NVAIL Partners Showcase Trailblazing Deep Learning Research at ICLR

by Anushree Saxena

The International Conference on Learning Representations isn’t a name that rolls off the tongue. But for researchers looking to stay on the cutting edge of deep learning, it’s the place to be.

Better known as ICLR, this year’s conference will bring together experts from the world’s top AI research labs to Vancouver from April 30-May 3. Three of our NVIDIA AI Labs (NVAIL) partners — the Swiss AI Lab (IDSIA), New York University and the University of Tokyo — are among those sharing their work.

IDSIA researchers aim to give robots the same kind of understanding of the physical world that comes naturally to people. A University of Tokyo team will discuss its innovative method for improved sound recognition. And researchers from NYU and the University of the Basque Country will explain how they’re improving machines’ ability to translate languages.

Our NVAIL program helps us keep these and other AI pioneers ahead of the curve with support for students, assistance from our researchers and engineers, and access to the industry’s most advanced GPU computing power.

What Goes Up Must Come Down

Humans innately understand the physical world. We can navigate rooms we’ve never visited. If a shoe drops, we know it’ll hit the floor. And we’re well aware we can’t walk through walls. Even infants possess some basic physical understanding.

Machines don’t have it so easy. Today, training a deep learning model to understand things like “what goes up, must come down” requires lots of data and human effort to label it, said Sjoerd van Steenkiste, a Ph.D. student at IDSIA.

He and a team of researchers from IDSIA and the University of California, Berkeley, are working to streamline that process by eliminating the need for massive data and human interaction.

In a paper for ICLR, the researchers describe how they trained a neural network without human input, a process known as unsupervised learning. Using our DGX-1 AI supercomputer, they trained a deep learning model to distinguish individual objects in a scene and predict the consequences of actions.

Eventually, this research could make it easier to train robots and other machines to interact with their environments, van Steenkiste said.

Sound Mix

Some things are just better mixed together.
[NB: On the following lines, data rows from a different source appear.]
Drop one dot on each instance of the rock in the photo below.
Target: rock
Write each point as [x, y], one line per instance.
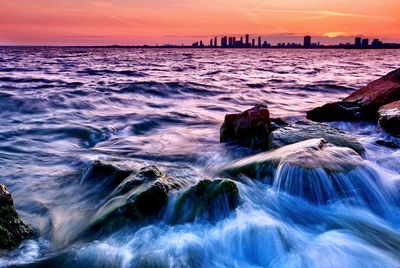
[12, 230]
[362, 104]
[389, 118]
[250, 128]
[336, 111]
[277, 123]
[314, 153]
[207, 200]
[388, 144]
[109, 173]
[139, 197]
[305, 130]
[317, 171]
Peanut butter paired with chocolate is heavenly. Metals are stronger and harder when they’re combined. And planting two crops together can yield bigger harvests.

Yuji Tokozume is applying the same idea to deep learning. The doctoral student and two other University of Tokyo researchers are set on improving sound recognition by using what they call between-class sounds — two sounds mixed together — to train a deep learning model. The model, trained on our Tesla P100 GPU accelerators, identifies the two sounds and determines the ratio of the one sound to another.

In their ICLR paper, the researchers report that between-class learning not only delivered higher accuracy than existing techniques but also surpassed human performance on environmental recordings in a standard dataset known as ESC-50. The team has applied the same approach to improve AI image recognition performance.

Learn more by viewing a talk on between-class learning for sound recognition at our recent GPU Technology Conference in Silicon Valley.

Lost in Translation

For all AI has achieved in automatic language translation, it doesn’t do much for less common tongues like Basque, Oromo and Quechua. That’s because training a deep learning model typically requires large datasets — in this case, vast amounts of text that’s been manually translated into other languages.

Ample data for widely spoken languages like Chinese, English and Spanish makes it possible to directly translate Chinese to English or Spanish to Chinese. Researchers at NYU and the University of the Basque Country aim to bring that capability to languages with smaller numbers of speakers.

Currently languages like Basque — spoken by an estimated 700,000 people, mostly in a region that straddles Spain and France — must first be translated into English (or another major language) before they can be converted to anything else, according to Mikel Artetxe, a doctoral student at the University of the Basque Country.

The same holds true for languages such as Oromo, which is spoken by more than 30 million people in the Horn of Africa, or Quechua, which is spoken by as many as 11 million people in South America.

The research team used our TITAN Xp GPUs to train a neural network to perform these translations without any manually translated training data, relying on independent text of both languages instead. In their ICLR paper, researchers said that accuracy improved when they added a small amount of parallel data, although it was still far below that of a human translation.

“Our goal is to be able to translate more languages with better results,” said Artexe.